Installing MXNet from source on OS X (Mac)

NOTE: For prebuild MXNet with Python installation, please refer to the new install guide.

Installing MXNet is a two-step process:

  1. Build the shared library from the MXNet C++ source code.
  2. Install the supported language-specific packages for MXNet.

Note: To change the compilation options for your build, edit the make/config.mk file and submit a build request with the make command.

Prepare Environment for GPU Installation

This section is optional. Skip to next section if you don’t plan to use GPUs. If you plan to build with GPU, you need to set up the environment for CUDA and cuDNN.

First, download and install CUDA 8 toolkit.

Once you have the CUDA Toolkit installed you will need to set up the required environment variables by adding the following to your ~/.bash_profile file:

    export CUDA_HOME=/usr/local/cuda
    export DYLD_LIBRARY_PATH="$CUDA_HOME/lib:$DYLD_LIBRARY_PATH"
    export PATH="$CUDA_HOME/bin:$PATH"

Reload ~/.bash_profile file and install dependencies:

    . ~/.bash_profile
    brew install coreutils
    brew tap caskroom/cask

Then download cuDNN 5.

Unzip the file and change to the cudnn root directory. Move the header files and libraries to your local CUDA Toolkit folder:

    $ sudo mv include/cudnn.h /Developer/NVIDIA/CUDA-8.0/include/
    $ sudo mv lib/libcudnn* /Developer/NVIDIA/CUDA-8.0/lib
    $ sudo ln -s /Developer/NVIDIA/CUDA-8.0/lib/libcudnn* /usr/local/cuda/lib/

Now we can start to build MXNet.

Build the Shared Library

Install MXNet dependencies

Install the dependencies, required for MXNet, with the following commands:

  • Homebrew
  • OpenBLAS and homebrew/core (for linear algebraic operations)
  • OpenCV (for computer vision operations)
    # Paste this command in Mac terminal to install Homebrew
    /usr/bin/ruby -e "$(curl -fsSL https://raw.githubusercontent.com/Homebrew/install/master/install)"

    # Insert the Homebrew directory at the top of your PATH environment variable
    export PATH=/usr/local/bin:/usr/local/sbin:$PATH
    brew update
    brew install pkg-config
    brew install graphviz
    brew install openblas
    brew tap homebrew/core
    brew install opencv

    # If building with MKLDNN
    brew install llvm

    # Get pip
    easy_install pip
    # For visualization of network graphs
    pip install graphviz
    # Jupyter notebook
    pip install jupyter

Build MXNet Shared Library

After you have installed the dependencies, pull the MXNet source code from Git and build MXNet to produce an MXNet library called libmxnet.so. You can clone the repository as described in the following code block, or you may try the download links for your desired MXNet version.

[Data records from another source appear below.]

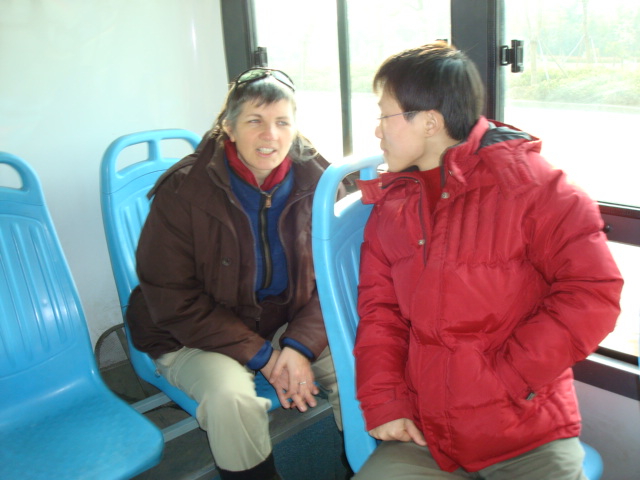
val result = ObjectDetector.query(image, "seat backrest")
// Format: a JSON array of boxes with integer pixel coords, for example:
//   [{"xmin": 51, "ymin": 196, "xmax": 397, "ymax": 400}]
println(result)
[
  {"xmin": 0, "ymin": 152, "xmax": 99, "ymax": 416},
  {"xmin": 100, "ymin": 129, "xmax": 200, "ymax": 416},
  {"xmin": 312, "ymin": 156, "xmax": 382, "ymax": 472},
  {"xmin": 100, "ymin": 129, "xmax": 200, "ymax": 309}
]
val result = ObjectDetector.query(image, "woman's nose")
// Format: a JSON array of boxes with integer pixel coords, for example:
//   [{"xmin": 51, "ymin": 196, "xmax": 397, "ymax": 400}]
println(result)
[{"xmin": 262, "ymin": 124, "xmax": 276, "ymax": 138}]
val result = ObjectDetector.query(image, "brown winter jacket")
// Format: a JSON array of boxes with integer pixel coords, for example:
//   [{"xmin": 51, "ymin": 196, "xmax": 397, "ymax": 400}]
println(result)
[{"xmin": 127, "ymin": 132, "xmax": 328, "ymax": 365}]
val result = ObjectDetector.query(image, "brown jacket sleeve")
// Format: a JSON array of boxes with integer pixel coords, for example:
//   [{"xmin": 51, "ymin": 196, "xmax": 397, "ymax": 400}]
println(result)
[{"xmin": 128, "ymin": 173, "xmax": 265, "ymax": 364}]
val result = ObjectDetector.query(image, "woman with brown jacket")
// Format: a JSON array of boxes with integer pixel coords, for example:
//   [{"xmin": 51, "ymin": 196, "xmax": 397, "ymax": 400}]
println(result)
[{"xmin": 127, "ymin": 68, "xmax": 341, "ymax": 480}]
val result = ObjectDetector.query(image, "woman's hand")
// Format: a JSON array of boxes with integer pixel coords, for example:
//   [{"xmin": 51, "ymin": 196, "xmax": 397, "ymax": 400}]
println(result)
[
  {"xmin": 369, "ymin": 418, "xmax": 427, "ymax": 447},
  {"xmin": 263, "ymin": 347, "xmax": 319, "ymax": 412}
]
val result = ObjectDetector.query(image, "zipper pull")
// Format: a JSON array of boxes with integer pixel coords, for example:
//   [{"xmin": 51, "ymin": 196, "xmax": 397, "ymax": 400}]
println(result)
[{"xmin": 262, "ymin": 192, "xmax": 271, "ymax": 208}]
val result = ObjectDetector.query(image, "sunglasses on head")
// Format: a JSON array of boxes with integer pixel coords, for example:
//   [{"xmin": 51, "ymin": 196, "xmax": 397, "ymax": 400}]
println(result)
[{"xmin": 234, "ymin": 67, "xmax": 296, "ymax": 92}]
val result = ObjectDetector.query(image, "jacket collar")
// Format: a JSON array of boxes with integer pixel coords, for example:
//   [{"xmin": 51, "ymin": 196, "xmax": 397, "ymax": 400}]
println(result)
[
  {"xmin": 358, "ymin": 117, "xmax": 541, "ymax": 203},
  {"xmin": 148, "ymin": 133, "xmax": 328, "ymax": 213}
]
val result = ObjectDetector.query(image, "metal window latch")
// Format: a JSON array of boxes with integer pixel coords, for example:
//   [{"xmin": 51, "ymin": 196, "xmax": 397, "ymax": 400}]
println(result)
[{"xmin": 499, "ymin": 40, "xmax": 524, "ymax": 73}]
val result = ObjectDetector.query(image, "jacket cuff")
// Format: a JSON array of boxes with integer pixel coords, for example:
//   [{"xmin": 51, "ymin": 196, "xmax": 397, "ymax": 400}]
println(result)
[
  {"xmin": 280, "ymin": 337, "xmax": 315, "ymax": 361},
  {"xmin": 247, "ymin": 341, "xmax": 273, "ymax": 371}
]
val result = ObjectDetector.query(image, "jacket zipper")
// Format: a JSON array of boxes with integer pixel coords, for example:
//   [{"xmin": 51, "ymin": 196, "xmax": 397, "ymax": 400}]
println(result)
[
  {"xmin": 258, "ymin": 185, "xmax": 280, "ymax": 288},
  {"xmin": 381, "ymin": 177, "xmax": 427, "ymax": 266}
]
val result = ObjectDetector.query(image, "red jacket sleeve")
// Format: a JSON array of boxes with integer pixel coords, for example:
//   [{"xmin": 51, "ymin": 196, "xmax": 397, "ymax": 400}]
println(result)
[{"xmin": 494, "ymin": 159, "xmax": 623, "ymax": 398}]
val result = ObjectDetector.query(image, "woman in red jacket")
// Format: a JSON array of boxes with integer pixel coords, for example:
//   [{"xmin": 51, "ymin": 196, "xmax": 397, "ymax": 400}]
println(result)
[{"xmin": 355, "ymin": 42, "xmax": 622, "ymax": 480}]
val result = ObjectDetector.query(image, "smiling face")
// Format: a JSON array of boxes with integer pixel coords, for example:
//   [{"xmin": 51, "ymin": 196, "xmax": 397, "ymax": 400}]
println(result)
[{"xmin": 224, "ymin": 100, "xmax": 297, "ymax": 185}]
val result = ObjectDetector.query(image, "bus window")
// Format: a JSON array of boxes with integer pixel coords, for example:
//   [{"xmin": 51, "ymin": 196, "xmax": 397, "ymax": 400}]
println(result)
[
  {"xmin": 254, "ymin": 0, "xmax": 451, "ymax": 160},
  {"xmin": 504, "ymin": 0, "xmax": 640, "ymax": 356}
]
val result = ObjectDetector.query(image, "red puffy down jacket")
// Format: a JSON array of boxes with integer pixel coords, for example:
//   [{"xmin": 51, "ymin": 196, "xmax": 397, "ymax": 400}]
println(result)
[{"xmin": 355, "ymin": 118, "xmax": 622, "ymax": 471}]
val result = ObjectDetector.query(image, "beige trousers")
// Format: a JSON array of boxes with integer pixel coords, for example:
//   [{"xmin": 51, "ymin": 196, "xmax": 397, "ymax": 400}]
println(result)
[{"xmin": 155, "ymin": 326, "xmax": 342, "ymax": 472}]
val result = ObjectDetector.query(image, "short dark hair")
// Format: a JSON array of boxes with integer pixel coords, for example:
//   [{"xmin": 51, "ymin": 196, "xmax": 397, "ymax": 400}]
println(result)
[
  {"xmin": 373, "ymin": 42, "xmax": 485, "ymax": 140},
  {"xmin": 208, "ymin": 76, "xmax": 318, "ymax": 162}
]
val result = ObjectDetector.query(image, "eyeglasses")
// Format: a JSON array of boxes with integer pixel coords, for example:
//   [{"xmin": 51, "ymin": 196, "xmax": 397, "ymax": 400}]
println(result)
[
  {"xmin": 234, "ymin": 67, "xmax": 296, "ymax": 92},
  {"xmin": 378, "ymin": 110, "xmax": 420, "ymax": 122}
]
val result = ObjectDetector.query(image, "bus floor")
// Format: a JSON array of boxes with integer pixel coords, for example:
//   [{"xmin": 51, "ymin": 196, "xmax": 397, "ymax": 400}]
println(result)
[{"xmin": 101, "ymin": 362, "xmax": 348, "ymax": 480}]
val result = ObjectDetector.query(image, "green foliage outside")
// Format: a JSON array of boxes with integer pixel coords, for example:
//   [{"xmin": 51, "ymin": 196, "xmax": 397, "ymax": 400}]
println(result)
[{"xmin": 507, "ymin": 65, "xmax": 640, "ymax": 107}]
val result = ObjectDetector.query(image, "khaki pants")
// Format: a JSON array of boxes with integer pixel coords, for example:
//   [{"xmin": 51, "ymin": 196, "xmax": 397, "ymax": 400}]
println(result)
[
  {"xmin": 155, "ymin": 327, "xmax": 342, "ymax": 471},
  {"xmin": 353, "ymin": 438, "xmax": 587, "ymax": 480}
]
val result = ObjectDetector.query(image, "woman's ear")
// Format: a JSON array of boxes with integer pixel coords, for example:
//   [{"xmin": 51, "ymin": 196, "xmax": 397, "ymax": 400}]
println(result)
[
  {"xmin": 424, "ymin": 110, "xmax": 444, "ymax": 137},
  {"xmin": 222, "ymin": 120, "xmax": 236, "ymax": 142}
]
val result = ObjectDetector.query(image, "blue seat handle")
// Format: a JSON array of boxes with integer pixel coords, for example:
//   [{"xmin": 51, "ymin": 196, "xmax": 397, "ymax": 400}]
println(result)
[
  {"xmin": 100, "ymin": 128, "xmax": 201, "ymax": 194},
  {"xmin": 0, "ymin": 152, "xmax": 44, "ymax": 205},
  {"xmin": 313, "ymin": 155, "xmax": 384, "ymax": 239}
]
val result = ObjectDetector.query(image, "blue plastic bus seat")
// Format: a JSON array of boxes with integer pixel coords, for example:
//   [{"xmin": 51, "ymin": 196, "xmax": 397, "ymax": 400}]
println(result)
[
  {"xmin": 0, "ymin": 152, "xmax": 164, "ymax": 480},
  {"xmin": 311, "ymin": 156, "xmax": 382, "ymax": 472},
  {"xmin": 312, "ymin": 156, "xmax": 602, "ymax": 480},
  {"xmin": 100, "ymin": 129, "xmax": 280, "ymax": 428}
]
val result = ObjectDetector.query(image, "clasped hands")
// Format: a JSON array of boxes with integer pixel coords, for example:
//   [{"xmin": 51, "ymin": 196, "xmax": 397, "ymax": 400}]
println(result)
[
  {"xmin": 260, "ymin": 347, "xmax": 319, "ymax": 412},
  {"xmin": 369, "ymin": 418, "xmax": 427, "ymax": 447}
]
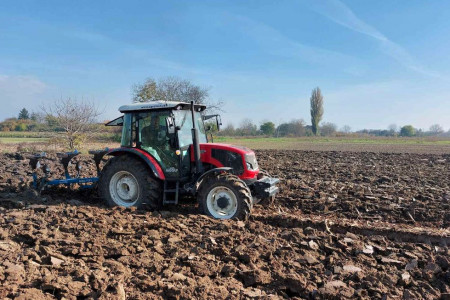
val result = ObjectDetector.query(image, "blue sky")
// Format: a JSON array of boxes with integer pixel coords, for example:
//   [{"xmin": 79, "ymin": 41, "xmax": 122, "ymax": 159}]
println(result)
[{"xmin": 0, "ymin": 0, "xmax": 450, "ymax": 130}]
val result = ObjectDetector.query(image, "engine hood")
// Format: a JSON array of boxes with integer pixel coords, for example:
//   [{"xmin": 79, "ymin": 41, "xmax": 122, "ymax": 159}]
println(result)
[{"xmin": 200, "ymin": 143, "xmax": 255, "ymax": 155}]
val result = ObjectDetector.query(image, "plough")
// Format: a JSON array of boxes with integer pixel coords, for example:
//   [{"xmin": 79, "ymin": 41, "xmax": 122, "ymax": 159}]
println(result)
[{"xmin": 30, "ymin": 148, "xmax": 109, "ymax": 191}]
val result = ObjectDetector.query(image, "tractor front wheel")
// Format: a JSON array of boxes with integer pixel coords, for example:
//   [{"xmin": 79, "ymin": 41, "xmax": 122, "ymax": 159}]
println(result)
[
  {"xmin": 98, "ymin": 156, "xmax": 161, "ymax": 209},
  {"xmin": 198, "ymin": 173, "xmax": 252, "ymax": 220}
]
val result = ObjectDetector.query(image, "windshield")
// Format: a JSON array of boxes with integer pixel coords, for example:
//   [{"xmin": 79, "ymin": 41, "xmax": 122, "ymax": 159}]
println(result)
[{"xmin": 173, "ymin": 110, "xmax": 207, "ymax": 148}]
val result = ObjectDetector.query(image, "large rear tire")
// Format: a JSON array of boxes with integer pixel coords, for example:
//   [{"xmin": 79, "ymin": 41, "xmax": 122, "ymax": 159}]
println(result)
[
  {"xmin": 198, "ymin": 173, "xmax": 252, "ymax": 220},
  {"xmin": 98, "ymin": 155, "xmax": 161, "ymax": 209}
]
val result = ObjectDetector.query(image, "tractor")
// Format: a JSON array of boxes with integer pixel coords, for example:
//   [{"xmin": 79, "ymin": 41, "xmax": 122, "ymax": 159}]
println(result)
[{"xmin": 30, "ymin": 101, "xmax": 279, "ymax": 220}]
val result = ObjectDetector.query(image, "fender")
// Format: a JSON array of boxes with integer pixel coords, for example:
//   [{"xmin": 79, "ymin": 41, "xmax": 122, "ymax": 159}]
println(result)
[
  {"xmin": 106, "ymin": 147, "xmax": 166, "ymax": 180},
  {"xmin": 194, "ymin": 167, "xmax": 233, "ymax": 190}
]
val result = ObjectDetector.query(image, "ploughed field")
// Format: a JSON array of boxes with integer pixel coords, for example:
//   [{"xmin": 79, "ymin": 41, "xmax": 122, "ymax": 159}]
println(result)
[{"xmin": 0, "ymin": 150, "xmax": 450, "ymax": 299}]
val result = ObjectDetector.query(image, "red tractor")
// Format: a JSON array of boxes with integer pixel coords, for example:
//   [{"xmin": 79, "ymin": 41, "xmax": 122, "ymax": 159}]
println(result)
[{"xmin": 30, "ymin": 101, "xmax": 279, "ymax": 219}]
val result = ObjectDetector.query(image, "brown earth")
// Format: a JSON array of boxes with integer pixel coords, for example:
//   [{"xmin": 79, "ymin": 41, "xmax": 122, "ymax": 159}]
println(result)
[{"xmin": 0, "ymin": 150, "xmax": 450, "ymax": 299}]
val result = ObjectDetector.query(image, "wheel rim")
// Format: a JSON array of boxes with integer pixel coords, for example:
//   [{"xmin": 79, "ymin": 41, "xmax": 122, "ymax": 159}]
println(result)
[
  {"xmin": 109, "ymin": 171, "xmax": 139, "ymax": 207},
  {"xmin": 206, "ymin": 186, "xmax": 238, "ymax": 219}
]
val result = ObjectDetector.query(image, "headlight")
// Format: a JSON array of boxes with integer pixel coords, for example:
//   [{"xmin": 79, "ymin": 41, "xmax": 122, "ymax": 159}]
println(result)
[{"xmin": 245, "ymin": 154, "xmax": 258, "ymax": 171}]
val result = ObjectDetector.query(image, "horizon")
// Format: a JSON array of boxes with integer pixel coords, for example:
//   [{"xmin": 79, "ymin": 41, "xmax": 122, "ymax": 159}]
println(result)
[{"xmin": 0, "ymin": 0, "xmax": 450, "ymax": 131}]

The file called osx.mk has the configuration required for building MXNet on OS X. First copy make/osx.mk into config.mk, which is used by the make command:

    git clone --recursive https://github.com/apache/incubator-mxnet ~/mxnet
    cd ~/mxnet
    cp make/osx.mk ./config.mk
    echo "USE_BLAS = openblas" >> ./config.mk
    echo "ADD_CFLAGS += -I/usr/local/opt/openblas/include" >> ./config.mk
    echo "ADD_LDFLAGS += -L/usr/local/opt/openblas/lib" >> ./config.mk
    echo "ADD_LDFLAGS += -L/usr/local/lib/graphviz/" >> ./config.mk
    make -j$(sysctl -n hw.ncpu)

To build with MKLDNN

echo "CC=$(brew --prefix llvm)/bin/clang" >> ./config.mk
echo "CXX=$(brew --prefix llvm)/bin/clang++" >> ./config.mk
echo "USE_OPENCV=1" >> ./config.mk
echo "USE_OPENMP=1" >> ./config.mk
echo "USE_MKLDNN=1" >> ./config.mk
echo "USE_BLAS=apple" >> ./config.mk
echo "USE_PROFILER=1" >> ./config.mk
LIBRARY_PATH=$(brew --prefix llvm)/lib/ make -j $(sysctl -n hw.ncpu)

If building with GPU support, add the following configuration to config.mk and build:

    echo "USE_CUDA = 1" >> ./config.mk
    echo "USE_CUDA_PATH = /usr/local/cuda" >> ./config.mk
    echo "USE_CUDNN = 1" >> ./config.mk
    make -j$(sysctl -n hw.ncpu)

Note: To change build parameters, edit config.mk.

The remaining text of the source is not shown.